The fire has long since dimmed to embers, but the heat in your body burns hotter still.
Your skin is damp. Fevered. Sheets twisted around your legs where you'd kicked them off in your sleep. Every breath comes shallow, uneven. You murmur something—half-delirious—and shift against the pillows, face turned toward the stone wall, seeking coolness that doesn’t come.
You don’t see him watching you.
Thranduil sits by the edge of the bed, unmoving, wrapped in a silence he cannot control. No robes of state, no crown. His hair is unbound, falling like pale silk across one shoulder. In his lap, your hand rests in both of his—small and flushed and too still.
This is not how he imagined fear.
He has stood beneath burning skies. He has watched the tides of battle crash against stone. He has spoken words that changed the course of centuries.

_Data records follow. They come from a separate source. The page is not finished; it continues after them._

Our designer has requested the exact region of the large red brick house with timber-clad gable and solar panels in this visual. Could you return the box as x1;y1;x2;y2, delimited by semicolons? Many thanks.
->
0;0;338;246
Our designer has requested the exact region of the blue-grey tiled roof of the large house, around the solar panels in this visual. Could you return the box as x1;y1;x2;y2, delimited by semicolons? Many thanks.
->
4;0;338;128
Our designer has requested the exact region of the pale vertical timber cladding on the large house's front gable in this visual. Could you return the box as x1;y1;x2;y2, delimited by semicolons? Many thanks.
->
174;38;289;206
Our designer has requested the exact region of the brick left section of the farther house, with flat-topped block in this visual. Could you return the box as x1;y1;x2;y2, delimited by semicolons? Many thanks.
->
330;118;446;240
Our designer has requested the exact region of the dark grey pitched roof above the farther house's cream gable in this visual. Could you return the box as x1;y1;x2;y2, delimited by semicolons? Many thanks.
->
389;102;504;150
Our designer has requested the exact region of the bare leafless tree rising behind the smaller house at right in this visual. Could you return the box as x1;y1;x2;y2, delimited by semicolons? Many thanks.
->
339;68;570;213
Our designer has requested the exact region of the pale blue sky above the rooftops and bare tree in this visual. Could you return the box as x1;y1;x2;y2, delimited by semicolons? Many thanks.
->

But nothing in all his long life prepared him for this:
You, brought low by something with no name. No blade. No battlefield. Just a mortal illness that crept in slow and cruel.
He had not seen it at first. The tiredness in your eyes. The way your hands trembled when pouring tea. You’d laughed it off, of course. Just a chill, you’d said. Nothing serious.
But your warmth grew unnatural.
Your strength frayed.
And now…
Now, you can barely open your eyes.
A healer had come, but offered little more than herbs, cool cloths, patience. “It must run its course,” they said, as if that was an answer befitting a king who has lost before.